Mrs Eberstadt took up the subject of threats to religious freedom in her 2016 book It’s Dangerous to Believe, and had advice “for friends in Australia, where I know these religious liberty skirmishes are relatively new”.

“The good side of these skirmishes is that people are coming together: the difference between [different denominations] isn’t what it used to be,” she said.

“This is something we see across the US, where activists have successfully shut down, for example, some adoption agencies in the name of progressive ideology.”

“First of all, understand that standing down isn’t going to get you anywhere.

“Point two: and I can’t stress this enough … we’ve developed, or tried to develop a language to address them: You cannot attack Christianity without attacking Christian good works.

“This is something we see across the US, where activists have successfully shut down, for example, some adoption agencies in the name of progressive ideology.

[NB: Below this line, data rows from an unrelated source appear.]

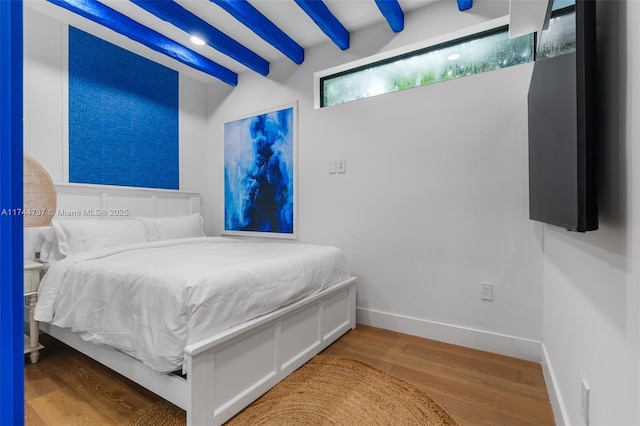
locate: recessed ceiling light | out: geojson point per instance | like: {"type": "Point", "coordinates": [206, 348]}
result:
{"type": "Point", "coordinates": [196, 40]}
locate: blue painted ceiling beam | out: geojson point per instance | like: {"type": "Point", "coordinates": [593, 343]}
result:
{"type": "Point", "coordinates": [392, 12]}
{"type": "Point", "coordinates": [328, 23]}
{"type": "Point", "coordinates": [180, 17]}
{"type": "Point", "coordinates": [103, 15]}
{"type": "Point", "coordinates": [263, 27]}
{"type": "Point", "coordinates": [464, 5]}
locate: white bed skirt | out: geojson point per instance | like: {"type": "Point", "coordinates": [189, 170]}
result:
{"type": "Point", "coordinates": [228, 371]}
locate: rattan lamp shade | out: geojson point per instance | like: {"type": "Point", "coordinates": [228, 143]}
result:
{"type": "Point", "coordinates": [39, 194]}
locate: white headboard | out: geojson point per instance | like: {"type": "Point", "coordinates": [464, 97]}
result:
{"type": "Point", "coordinates": [81, 202]}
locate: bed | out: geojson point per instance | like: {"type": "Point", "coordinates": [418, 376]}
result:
{"type": "Point", "coordinates": [210, 358]}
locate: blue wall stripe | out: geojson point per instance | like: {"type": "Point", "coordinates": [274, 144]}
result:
{"type": "Point", "coordinates": [11, 223]}
{"type": "Point", "coordinates": [123, 116]}
{"type": "Point", "coordinates": [126, 26]}
{"type": "Point", "coordinates": [177, 15]}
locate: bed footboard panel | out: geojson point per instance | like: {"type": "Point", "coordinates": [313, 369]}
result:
{"type": "Point", "coordinates": [234, 368]}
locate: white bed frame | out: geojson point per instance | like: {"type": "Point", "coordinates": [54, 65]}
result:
{"type": "Point", "coordinates": [227, 371]}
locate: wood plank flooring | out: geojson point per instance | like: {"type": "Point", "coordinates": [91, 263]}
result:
{"type": "Point", "coordinates": [475, 387]}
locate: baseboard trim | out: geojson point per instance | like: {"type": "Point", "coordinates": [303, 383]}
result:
{"type": "Point", "coordinates": [502, 344]}
{"type": "Point", "coordinates": [557, 404]}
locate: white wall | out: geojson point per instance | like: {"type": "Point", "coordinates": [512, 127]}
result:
{"type": "Point", "coordinates": [435, 198]}
{"type": "Point", "coordinates": [591, 295]}
{"type": "Point", "coordinates": [45, 103]}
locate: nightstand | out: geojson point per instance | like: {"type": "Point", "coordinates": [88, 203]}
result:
{"type": "Point", "coordinates": [32, 344]}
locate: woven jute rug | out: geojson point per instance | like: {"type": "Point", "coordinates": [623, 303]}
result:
{"type": "Point", "coordinates": [328, 390]}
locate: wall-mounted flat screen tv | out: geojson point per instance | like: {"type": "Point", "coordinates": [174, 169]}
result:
{"type": "Point", "coordinates": [563, 128]}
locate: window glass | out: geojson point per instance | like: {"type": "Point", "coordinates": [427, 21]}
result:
{"type": "Point", "coordinates": [560, 36]}
{"type": "Point", "coordinates": [472, 55]}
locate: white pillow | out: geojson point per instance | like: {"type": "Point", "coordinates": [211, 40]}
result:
{"type": "Point", "coordinates": [77, 236]}
{"type": "Point", "coordinates": [49, 250]}
{"type": "Point", "coordinates": [166, 228]}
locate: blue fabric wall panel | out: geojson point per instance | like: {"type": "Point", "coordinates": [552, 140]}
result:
{"type": "Point", "coordinates": [123, 116]}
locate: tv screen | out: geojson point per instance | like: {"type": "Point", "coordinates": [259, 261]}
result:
{"type": "Point", "coordinates": [562, 121]}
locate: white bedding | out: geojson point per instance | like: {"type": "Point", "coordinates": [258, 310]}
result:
{"type": "Point", "coordinates": [151, 300]}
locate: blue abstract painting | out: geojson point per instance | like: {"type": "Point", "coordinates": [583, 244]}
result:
{"type": "Point", "coordinates": [259, 174]}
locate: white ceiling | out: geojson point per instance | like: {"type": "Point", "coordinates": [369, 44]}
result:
{"type": "Point", "coordinates": [286, 14]}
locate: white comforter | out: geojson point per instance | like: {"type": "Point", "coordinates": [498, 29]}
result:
{"type": "Point", "coordinates": [151, 300]}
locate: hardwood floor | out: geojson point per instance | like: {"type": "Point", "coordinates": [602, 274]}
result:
{"type": "Point", "coordinates": [475, 387]}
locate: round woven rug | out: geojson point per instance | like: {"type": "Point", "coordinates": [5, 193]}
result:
{"type": "Point", "coordinates": [329, 390]}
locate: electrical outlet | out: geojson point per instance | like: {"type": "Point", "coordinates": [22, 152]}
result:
{"type": "Point", "coordinates": [331, 166]}
{"type": "Point", "coordinates": [486, 291]}
{"type": "Point", "coordinates": [584, 402]}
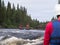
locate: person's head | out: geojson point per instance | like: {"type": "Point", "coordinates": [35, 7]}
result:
{"type": "Point", "coordinates": [58, 17]}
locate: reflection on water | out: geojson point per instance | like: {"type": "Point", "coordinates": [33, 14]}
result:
{"type": "Point", "coordinates": [21, 37]}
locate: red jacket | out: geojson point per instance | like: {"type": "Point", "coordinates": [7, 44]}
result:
{"type": "Point", "coordinates": [48, 31]}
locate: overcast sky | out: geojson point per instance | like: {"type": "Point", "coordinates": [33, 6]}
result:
{"type": "Point", "coordinates": [42, 10]}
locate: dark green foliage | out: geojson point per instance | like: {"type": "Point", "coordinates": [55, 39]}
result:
{"type": "Point", "coordinates": [12, 18]}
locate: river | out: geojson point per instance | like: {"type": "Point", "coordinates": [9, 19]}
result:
{"type": "Point", "coordinates": [21, 37]}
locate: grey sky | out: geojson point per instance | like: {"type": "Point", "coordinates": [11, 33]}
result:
{"type": "Point", "coordinates": [42, 10]}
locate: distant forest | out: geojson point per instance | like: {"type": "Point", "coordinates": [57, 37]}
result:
{"type": "Point", "coordinates": [10, 17]}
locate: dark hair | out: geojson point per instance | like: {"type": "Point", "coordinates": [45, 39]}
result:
{"type": "Point", "coordinates": [58, 16]}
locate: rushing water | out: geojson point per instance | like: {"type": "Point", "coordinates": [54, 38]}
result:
{"type": "Point", "coordinates": [21, 37]}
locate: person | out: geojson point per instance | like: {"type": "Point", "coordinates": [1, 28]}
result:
{"type": "Point", "coordinates": [52, 31]}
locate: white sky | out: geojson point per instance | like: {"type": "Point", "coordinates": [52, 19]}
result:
{"type": "Point", "coordinates": [42, 10]}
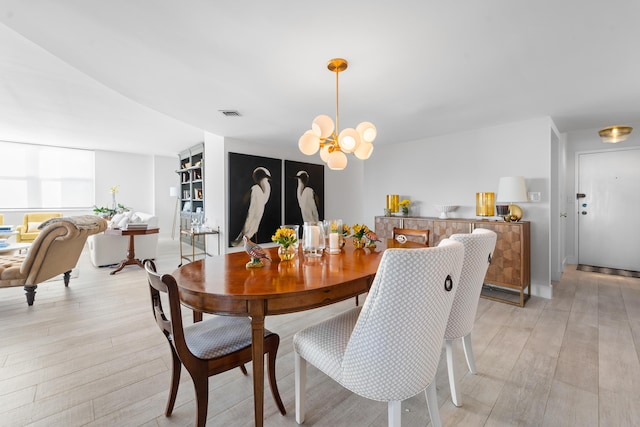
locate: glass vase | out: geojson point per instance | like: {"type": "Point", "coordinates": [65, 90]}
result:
{"type": "Point", "coordinates": [358, 243]}
{"type": "Point", "coordinates": [286, 253]}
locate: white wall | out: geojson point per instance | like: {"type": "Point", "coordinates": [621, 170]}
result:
{"type": "Point", "coordinates": [450, 169]}
{"type": "Point", "coordinates": [143, 181]}
{"type": "Point", "coordinates": [584, 141]}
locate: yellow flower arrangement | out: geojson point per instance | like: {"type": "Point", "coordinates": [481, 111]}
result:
{"type": "Point", "coordinates": [359, 230]}
{"type": "Point", "coordinates": [404, 206]}
{"type": "Point", "coordinates": [285, 237]}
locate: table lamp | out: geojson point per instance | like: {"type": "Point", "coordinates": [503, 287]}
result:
{"type": "Point", "coordinates": [512, 189]}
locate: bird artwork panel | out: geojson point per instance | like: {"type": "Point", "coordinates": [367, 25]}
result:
{"type": "Point", "coordinates": [303, 192]}
{"type": "Point", "coordinates": [255, 199]}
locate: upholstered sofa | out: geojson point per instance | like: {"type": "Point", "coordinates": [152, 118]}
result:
{"type": "Point", "coordinates": [107, 249]}
{"type": "Point", "coordinates": [55, 251]}
{"type": "Point", "coordinates": [29, 230]}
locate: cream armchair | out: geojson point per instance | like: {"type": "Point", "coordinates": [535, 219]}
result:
{"type": "Point", "coordinates": [28, 231]}
{"type": "Point", "coordinates": [109, 249]}
{"type": "Point", "coordinates": [55, 251]}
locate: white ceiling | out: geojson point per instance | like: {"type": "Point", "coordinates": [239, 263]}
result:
{"type": "Point", "coordinates": [151, 75]}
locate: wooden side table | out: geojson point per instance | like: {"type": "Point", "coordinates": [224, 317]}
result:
{"type": "Point", "coordinates": [131, 251]}
{"type": "Point", "coordinates": [192, 234]}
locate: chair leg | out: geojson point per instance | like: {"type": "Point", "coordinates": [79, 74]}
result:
{"type": "Point", "coordinates": [432, 404]}
{"type": "Point", "coordinates": [453, 384]}
{"type": "Point", "coordinates": [300, 386]}
{"type": "Point", "coordinates": [468, 353]}
{"type": "Point", "coordinates": [201, 385]}
{"type": "Point", "coordinates": [30, 292]}
{"type": "Point", "coordinates": [175, 382]}
{"type": "Point", "coordinates": [394, 413]}
{"type": "Point", "coordinates": [271, 346]}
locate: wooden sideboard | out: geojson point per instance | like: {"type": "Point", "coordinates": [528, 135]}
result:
{"type": "Point", "coordinates": [508, 278]}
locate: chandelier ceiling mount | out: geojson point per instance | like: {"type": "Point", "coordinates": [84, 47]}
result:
{"type": "Point", "coordinates": [334, 144]}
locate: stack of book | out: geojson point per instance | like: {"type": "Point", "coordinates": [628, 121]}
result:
{"type": "Point", "coordinates": [136, 226]}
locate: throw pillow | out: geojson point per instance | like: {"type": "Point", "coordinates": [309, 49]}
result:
{"type": "Point", "coordinates": [32, 227]}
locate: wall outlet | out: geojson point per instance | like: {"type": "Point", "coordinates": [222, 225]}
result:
{"type": "Point", "coordinates": [534, 196]}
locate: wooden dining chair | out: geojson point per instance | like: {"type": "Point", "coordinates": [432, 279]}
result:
{"type": "Point", "coordinates": [205, 348]}
{"type": "Point", "coordinates": [388, 349]}
{"type": "Point", "coordinates": [478, 250]}
{"type": "Point", "coordinates": [421, 236]}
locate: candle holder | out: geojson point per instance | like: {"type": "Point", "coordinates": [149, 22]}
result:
{"type": "Point", "coordinates": [333, 228]}
{"type": "Point", "coordinates": [313, 238]}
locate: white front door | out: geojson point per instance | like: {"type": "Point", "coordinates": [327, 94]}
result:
{"type": "Point", "coordinates": [609, 212]}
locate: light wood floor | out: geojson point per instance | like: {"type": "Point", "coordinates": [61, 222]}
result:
{"type": "Point", "coordinates": [91, 355]}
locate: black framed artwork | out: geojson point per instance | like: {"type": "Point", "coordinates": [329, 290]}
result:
{"type": "Point", "coordinates": [303, 192]}
{"type": "Point", "coordinates": [255, 199]}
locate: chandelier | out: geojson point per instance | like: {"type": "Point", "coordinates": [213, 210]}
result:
{"type": "Point", "coordinates": [615, 134]}
{"type": "Point", "coordinates": [334, 145]}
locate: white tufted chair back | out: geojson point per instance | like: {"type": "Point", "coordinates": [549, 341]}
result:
{"type": "Point", "coordinates": [395, 346]}
{"type": "Point", "coordinates": [478, 250]}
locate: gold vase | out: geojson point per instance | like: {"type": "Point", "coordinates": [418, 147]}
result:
{"type": "Point", "coordinates": [286, 253]}
{"type": "Point", "coordinates": [358, 243]}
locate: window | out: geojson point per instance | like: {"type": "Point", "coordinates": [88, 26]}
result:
{"type": "Point", "coordinates": [42, 177]}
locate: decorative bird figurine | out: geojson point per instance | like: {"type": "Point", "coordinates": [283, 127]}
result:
{"type": "Point", "coordinates": [372, 237]}
{"type": "Point", "coordinates": [255, 252]}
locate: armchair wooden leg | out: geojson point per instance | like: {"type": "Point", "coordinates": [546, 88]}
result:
{"type": "Point", "coordinates": [201, 385]}
{"type": "Point", "coordinates": [271, 346]}
{"type": "Point", "coordinates": [30, 292]}
{"type": "Point", "coordinates": [175, 382]}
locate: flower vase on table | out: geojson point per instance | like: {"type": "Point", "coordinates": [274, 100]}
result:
{"type": "Point", "coordinates": [286, 253]}
{"type": "Point", "coordinates": [404, 207]}
{"type": "Point", "coordinates": [358, 243]}
{"type": "Point", "coordinates": [359, 235]}
{"type": "Point", "coordinates": [286, 238]}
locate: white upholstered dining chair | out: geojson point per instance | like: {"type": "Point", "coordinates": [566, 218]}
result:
{"type": "Point", "coordinates": [478, 250]}
{"type": "Point", "coordinates": [388, 349]}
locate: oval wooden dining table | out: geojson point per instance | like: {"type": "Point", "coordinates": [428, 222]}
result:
{"type": "Point", "coordinates": [225, 286]}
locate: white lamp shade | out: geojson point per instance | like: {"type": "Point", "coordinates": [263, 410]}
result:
{"type": "Point", "coordinates": [367, 131]}
{"type": "Point", "coordinates": [349, 139]}
{"type": "Point", "coordinates": [512, 189]}
{"type": "Point", "coordinates": [322, 126]}
{"type": "Point", "coordinates": [364, 150]}
{"type": "Point", "coordinates": [309, 143]}
{"type": "Point", "coordinates": [337, 160]}
{"type": "Point", "coordinates": [324, 153]}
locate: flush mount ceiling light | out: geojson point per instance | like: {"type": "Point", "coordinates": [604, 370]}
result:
{"type": "Point", "coordinates": [615, 134]}
{"type": "Point", "coordinates": [333, 143]}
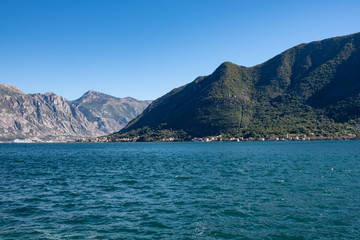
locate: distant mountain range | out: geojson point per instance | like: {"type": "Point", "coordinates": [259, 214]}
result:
{"type": "Point", "coordinates": [312, 89]}
{"type": "Point", "coordinates": [49, 117]}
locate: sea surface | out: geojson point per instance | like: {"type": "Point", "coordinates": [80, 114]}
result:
{"type": "Point", "coordinates": [222, 190]}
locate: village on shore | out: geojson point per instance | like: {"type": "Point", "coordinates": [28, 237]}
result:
{"type": "Point", "coordinates": [220, 138]}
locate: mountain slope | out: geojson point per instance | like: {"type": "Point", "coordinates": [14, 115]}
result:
{"type": "Point", "coordinates": [311, 88]}
{"type": "Point", "coordinates": [51, 117]}
{"type": "Point", "coordinates": [110, 113]}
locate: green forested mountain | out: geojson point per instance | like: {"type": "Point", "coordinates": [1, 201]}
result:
{"type": "Point", "coordinates": [311, 89]}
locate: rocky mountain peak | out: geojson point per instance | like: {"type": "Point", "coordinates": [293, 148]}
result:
{"type": "Point", "coordinates": [7, 89]}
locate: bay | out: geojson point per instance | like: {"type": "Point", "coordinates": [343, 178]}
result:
{"type": "Point", "coordinates": [222, 190]}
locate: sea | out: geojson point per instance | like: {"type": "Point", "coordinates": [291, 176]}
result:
{"type": "Point", "coordinates": [217, 190]}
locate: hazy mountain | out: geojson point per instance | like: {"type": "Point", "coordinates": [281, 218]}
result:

They go after indigent nuns, they go after things like emergency pregnancy centres.”

Beyond politics, Mrs Eberstadt’s work has a tragic dimension in which individuals mourn the loss of “phantom families” that could have been, but never were, because of the norms of the prevailing culture: children not born because of an over-focus on career; abandonment of children by their parents; siblings and relatives lost through divorce and family breakup.

“I’m only trying to capture reality as best I can. And if reality is tragic, so be it. But it’s only tragic if that’s the end of the story,” she said.

“And that’s why the need for redemption has never been more patent in my lifetime than it is looking at the scene today. Redemption is what the Church has to offer; it’s not what anything in the secularist orbit has to offer individuals.”